BRUSSELS
- Pakta Pertahanan Atlantik Utara atau NATO menganggap aksi campur
tangan Rusia dalam pemilu Amerika Serikat (AS) sebagai “tindakan
perang”. Menurut NATO aksi Rusia itu sama halnya dengan meminta respons
militer.
Komentar itu disampaikan Wakil Panglima Tertinggi NATO
untuk Eropa Jenderal Sir Adrian Bradshaw. Jenderal Inggris ini juga
menuduh Rusia melakukan “kampanye disinformasi internasional” melalui
media-media Moskow seperti Sputnik News dan Russia Today.
Kampanye
disinformasi oleh Rusia itu, ujar dia, juga masuk definisi ”serangan”.

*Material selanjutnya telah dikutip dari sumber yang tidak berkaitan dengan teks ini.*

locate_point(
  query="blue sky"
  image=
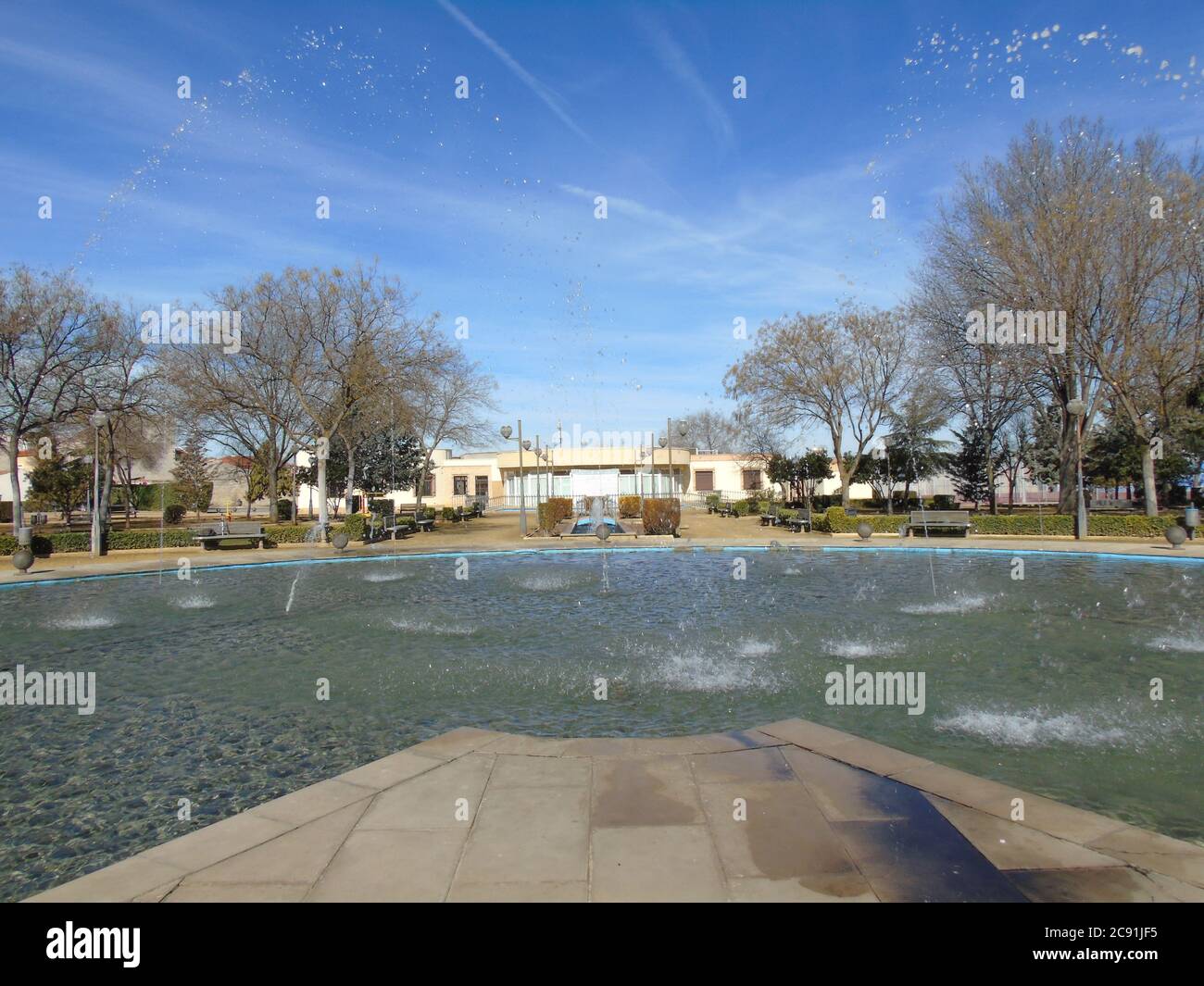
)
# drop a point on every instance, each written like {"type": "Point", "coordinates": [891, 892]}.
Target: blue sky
{"type": "Point", "coordinates": [718, 208]}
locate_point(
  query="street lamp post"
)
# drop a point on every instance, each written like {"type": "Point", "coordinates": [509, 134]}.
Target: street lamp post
{"type": "Point", "coordinates": [1078, 408]}
{"type": "Point", "coordinates": [682, 432]}
{"type": "Point", "coordinates": [99, 419]}
{"type": "Point", "coordinates": [662, 441]}
{"type": "Point", "coordinates": [507, 431]}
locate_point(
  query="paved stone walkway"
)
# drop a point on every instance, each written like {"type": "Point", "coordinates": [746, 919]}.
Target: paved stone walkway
{"type": "Point", "coordinates": [790, 812]}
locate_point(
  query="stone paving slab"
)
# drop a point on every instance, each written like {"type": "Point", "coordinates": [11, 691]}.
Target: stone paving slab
{"type": "Point", "coordinates": [790, 812]}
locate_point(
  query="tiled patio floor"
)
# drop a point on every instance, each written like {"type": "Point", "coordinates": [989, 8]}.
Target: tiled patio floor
{"type": "Point", "coordinates": [790, 812]}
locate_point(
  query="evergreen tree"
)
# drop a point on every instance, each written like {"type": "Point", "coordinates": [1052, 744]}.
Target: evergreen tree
{"type": "Point", "coordinates": [193, 476]}
{"type": "Point", "coordinates": [968, 466]}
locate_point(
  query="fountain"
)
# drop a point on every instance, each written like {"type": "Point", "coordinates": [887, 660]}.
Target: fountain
{"type": "Point", "coordinates": [589, 525]}
{"type": "Point", "coordinates": [311, 537]}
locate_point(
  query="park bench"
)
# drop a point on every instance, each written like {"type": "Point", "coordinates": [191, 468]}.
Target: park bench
{"type": "Point", "coordinates": [381, 525]}
{"type": "Point", "coordinates": [237, 530]}
{"type": "Point", "coordinates": [799, 523]}
{"type": "Point", "coordinates": [424, 524]}
{"type": "Point", "coordinates": [1108, 504]}
{"type": "Point", "coordinates": [943, 520]}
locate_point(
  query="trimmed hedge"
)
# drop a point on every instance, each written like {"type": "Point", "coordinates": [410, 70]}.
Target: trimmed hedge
{"type": "Point", "coordinates": [835, 521]}
{"type": "Point", "coordinates": [553, 511]}
{"type": "Point", "coordinates": [284, 533]}
{"type": "Point", "coordinates": [661, 516]}
{"type": "Point", "coordinates": [356, 526]}
{"type": "Point", "coordinates": [1098, 525]}
{"type": "Point", "coordinates": [629, 505]}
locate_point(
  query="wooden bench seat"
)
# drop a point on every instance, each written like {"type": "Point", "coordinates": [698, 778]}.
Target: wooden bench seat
{"type": "Point", "coordinates": [940, 520]}
{"type": "Point", "coordinates": [215, 536]}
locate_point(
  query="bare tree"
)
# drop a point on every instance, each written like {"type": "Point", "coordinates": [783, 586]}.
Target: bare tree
{"type": "Point", "coordinates": [710, 431]}
{"type": "Point", "coordinates": [1075, 223]}
{"type": "Point", "coordinates": [842, 371]}
{"type": "Point", "coordinates": [53, 336]}
{"type": "Point", "coordinates": [448, 405]}
{"type": "Point", "coordinates": [338, 340]}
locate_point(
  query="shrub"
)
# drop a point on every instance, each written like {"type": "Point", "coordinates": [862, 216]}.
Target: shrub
{"type": "Point", "coordinates": [284, 533]}
{"type": "Point", "coordinates": [70, 541]}
{"type": "Point", "coordinates": [1098, 525]}
{"type": "Point", "coordinates": [145, 540]}
{"type": "Point", "coordinates": [661, 516]}
{"type": "Point", "coordinates": [356, 528]}
{"type": "Point", "coordinates": [835, 521]}
{"type": "Point", "coordinates": [553, 511]}
{"type": "Point", "coordinates": [40, 544]}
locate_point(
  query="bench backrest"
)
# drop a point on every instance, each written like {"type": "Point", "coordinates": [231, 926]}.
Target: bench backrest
{"type": "Point", "coordinates": [245, 528]}
{"type": "Point", "coordinates": [940, 517]}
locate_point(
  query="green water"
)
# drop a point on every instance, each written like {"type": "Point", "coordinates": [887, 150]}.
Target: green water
{"type": "Point", "coordinates": [206, 690]}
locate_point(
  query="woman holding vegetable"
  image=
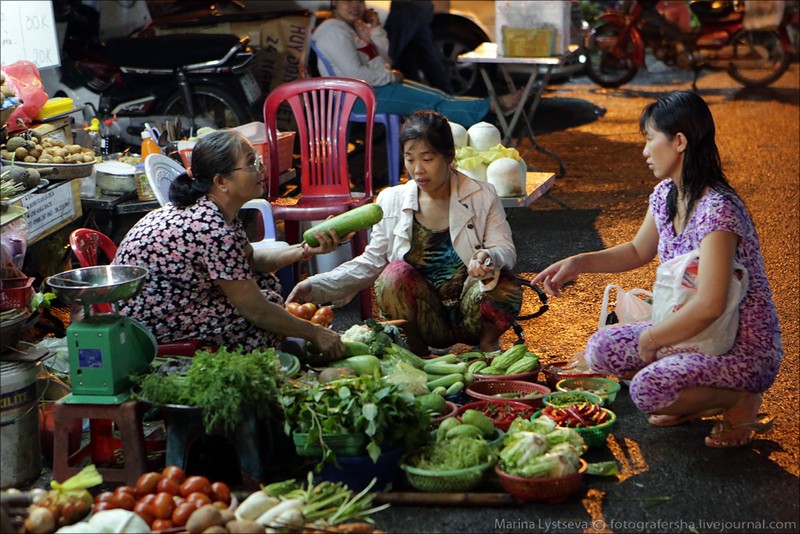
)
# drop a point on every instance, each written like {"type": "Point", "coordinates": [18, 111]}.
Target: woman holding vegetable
{"type": "Point", "coordinates": [204, 282]}
{"type": "Point", "coordinates": [442, 255]}
{"type": "Point", "coordinates": [692, 207]}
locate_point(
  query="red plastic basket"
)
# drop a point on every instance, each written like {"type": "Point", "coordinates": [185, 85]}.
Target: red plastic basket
{"type": "Point", "coordinates": [502, 414]}
{"type": "Point", "coordinates": [550, 490]}
{"type": "Point", "coordinates": [15, 293]}
{"type": "Point", "coordinates": [488, 389]}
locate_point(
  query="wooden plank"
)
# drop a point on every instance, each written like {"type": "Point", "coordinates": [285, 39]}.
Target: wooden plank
{"type": "Point", "coordinates": [536, 185]}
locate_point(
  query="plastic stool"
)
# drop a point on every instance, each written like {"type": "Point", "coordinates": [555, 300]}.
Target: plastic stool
{"type": "Point", "coordinates": [392, 124]}
{"type": "Point", "coordinates": [128, 418]}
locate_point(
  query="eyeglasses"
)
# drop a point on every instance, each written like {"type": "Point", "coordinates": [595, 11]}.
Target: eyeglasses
{"type": "Point", "coordinates": [257, 167]}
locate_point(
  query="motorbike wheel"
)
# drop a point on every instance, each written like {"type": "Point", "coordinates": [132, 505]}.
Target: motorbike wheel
{"type": "Point", "coordinates": [213, 107]}
{"type": "Point", "coordinates": [759, 58]}
{"type": "Point", "coordinates": [603, 67]}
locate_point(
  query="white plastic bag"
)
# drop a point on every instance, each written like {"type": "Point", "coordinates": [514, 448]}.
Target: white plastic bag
{"type": "Point", "coordinates": [676, 284]}
{"type": "Point", "coordinates": [631, 306]}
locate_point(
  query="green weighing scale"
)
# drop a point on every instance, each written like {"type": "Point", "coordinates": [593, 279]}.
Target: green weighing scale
{"type": "Point", "coordinates": [105, 349]}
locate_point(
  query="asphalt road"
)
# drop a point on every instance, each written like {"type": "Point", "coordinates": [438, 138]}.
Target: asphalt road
{"type": "Point", "coordinates": [669, 481]}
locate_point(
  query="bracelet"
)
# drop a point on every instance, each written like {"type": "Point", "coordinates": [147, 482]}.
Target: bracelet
{"type": "Point", "coordinates": [650, 337]}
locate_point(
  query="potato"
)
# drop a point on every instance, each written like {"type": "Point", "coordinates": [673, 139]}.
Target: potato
{"type": "Point", "coordinates": [242, 526]}
{"type": "Point", "coordinates": [203, 518]}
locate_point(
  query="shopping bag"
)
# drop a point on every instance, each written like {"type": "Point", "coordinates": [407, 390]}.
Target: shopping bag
{"type": "Point", "coordinates": [676, 284]}
{"type": "Point", "coordinates": [631, 306]}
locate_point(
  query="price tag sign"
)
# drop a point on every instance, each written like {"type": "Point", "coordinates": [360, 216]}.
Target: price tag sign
{"type": "Point", "coordinates": [48, 209]}
{"type": "Point", "coordinates": [28, 32]}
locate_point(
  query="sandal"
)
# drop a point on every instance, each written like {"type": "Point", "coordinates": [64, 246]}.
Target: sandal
{"type": "Point", "coordinates": [725, 435]}
{"type": "Point", "coordinates": [675, 420]}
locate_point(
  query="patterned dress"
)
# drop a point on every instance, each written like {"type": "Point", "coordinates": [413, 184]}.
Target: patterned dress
{"type": "Point", "coordinates": [751, 365]}
{"type": "Point", "coordinates": [186, 251]}
{"type": "Point", "coordinates": [428, 288]}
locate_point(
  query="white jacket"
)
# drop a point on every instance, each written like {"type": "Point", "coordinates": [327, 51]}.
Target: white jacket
{"type": "Point", "coordinates": [477, 222]}
{"type": "Point", "coordinates": [339, 43]}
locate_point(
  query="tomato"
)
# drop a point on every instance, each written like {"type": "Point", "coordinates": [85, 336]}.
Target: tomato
{"type": "Point", "coordinates": [147, 483]}
{"type": "Point", "coordinates": [123, 500]}
{"type": "Point", "coordinates": [221, 492]}
{"type": "Point", "coordinates": [293, 308]}
{"type": "Point", "coordinates": [145, 511]}
{"type": "Point", "coordinates": [102, 505]}
{"type": "Point", "coordinates": [175, 473]}
{"type": "Point", "coordinates": [193, 484]}
{"type": "Point", "coordinates": [161, 524]}
{"type": "Point", "coordinates": [104, 496]}
{"type": "Point", "coordinates": [163, 506]}
{"type": "Point", "coordinates": [167, 485]}
{"type": "Point", "coordinates": [199, 499]}
{"type": "Point", "coordinates": [308, 310]}
{"type": "Point", "coordinates": [181, 514]}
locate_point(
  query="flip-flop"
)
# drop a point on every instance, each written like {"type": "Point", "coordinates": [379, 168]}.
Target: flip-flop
{"type": "Point", "coordinates": [675, 420]}
{"type": "Point", "coordinates": [723, 429]}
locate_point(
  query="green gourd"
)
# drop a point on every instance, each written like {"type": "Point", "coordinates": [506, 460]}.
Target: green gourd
{"type": "Point", "coordinates": [344, 223]}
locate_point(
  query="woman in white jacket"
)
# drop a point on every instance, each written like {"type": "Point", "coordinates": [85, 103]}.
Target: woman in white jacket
{"type": "Point", "coordinates": [353, 44]}
{"type": "Point", "coordinates": [442, 255]}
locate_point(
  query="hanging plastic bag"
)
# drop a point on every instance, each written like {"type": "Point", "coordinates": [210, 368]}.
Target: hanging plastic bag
{"type": "Point", "coordinates": [631, 306]}
{"type": "Point", "coordinates": [676, 284]}
{"type": "Point", "coordinates": [24, 78]}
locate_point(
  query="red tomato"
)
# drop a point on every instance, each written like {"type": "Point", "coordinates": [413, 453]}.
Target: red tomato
{"type": "Point", "coordinates": [175, 473]}
{"type": "Point", "coordinates": [147, 483]}
{"type": "Point", "coordinates": [145, 511]}
{"type": "Point", "coordinates": [221, 492]}
{"type": "Point", "coordinates": [308, 310]}
{"type": "Point", "coordinates": [199, 499]}
{"type": "Point", "coordinates": [161, 524]}
{"type": "Point", "coordinates": [163, 506]}
{"type": "Point", "coordinates": [104, 496]}
{"type": "Point", "coordinates": [102, 505]}
{"type": "Point", "coordinates": [167, 485]}
{"type": "Point", "coordinates": [193, 484]}
{"type": "Point", "coordinates": [293, 308]}
{"type": "Point", "coordinates": [123, 500]}
{"type": "Point", "coordinates": [182, 512]}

Menurut perjanjian di keanggotaan NATO, setiap serangan bersenjata
terhadap salah satu atau lebih anggota NATO akan dianggap sebagai
serangan terhadap seluruh anggota aliansi.
”Ini merupakan
keputusan politik, tapi tidak keluar dari pertanyaan bahwa ini agresi,
agresi terang-terangan, dalam sebuah domain selain perang konvensional
yang mungkin dianggap terkait Pasal Lima,” kata Bradshaw kepada The Times.
Pasal
Lima dalam aturan NATO menyatakan bahwa serangan terhadap salah satu
negara anggota NATO akan menjadi serangan pada seluruh anggota
aliansi.”(Pasal Lima) ini akan berlaku, ketika itu dinyatakan,” ujarnya,
yang dilansir Sabtu (4/3/2017).
Bradshaw menambahkan bahwa
organisasi NATO telah menyatakan dunia maya sebagai domain dalam
peperangan bersama dengan udara, maritim, pasukan khusus dan darat.
”Sulit
untuk membayangkan konflik di masa depan yang tidak termasuk unsur maya
yang substansial,” ujarnya mengacu pada serangan cyber yang dijalankan
para hacker Rusia.
”Ini bukan hanya ancaman serangan militer
secara terang-terangan, tapi itu langkah-langkah lain, termasuk kegiatan
rahasia, paramiliter, dan non-militer, beberapa di antaranya akan
dikoordinasikan oleh lengan intelijen Rusia,” kata Bradshaw.
Rusia
sudah berkali-kali menyangkal tuduhan telah ikut campur pemilu AS.
Rusia menganggap tuduhan itu disuarakan kubu partai Demokrat AS yang
tidak terima dengan kekalahan dari Partai Republik di pemilu AS.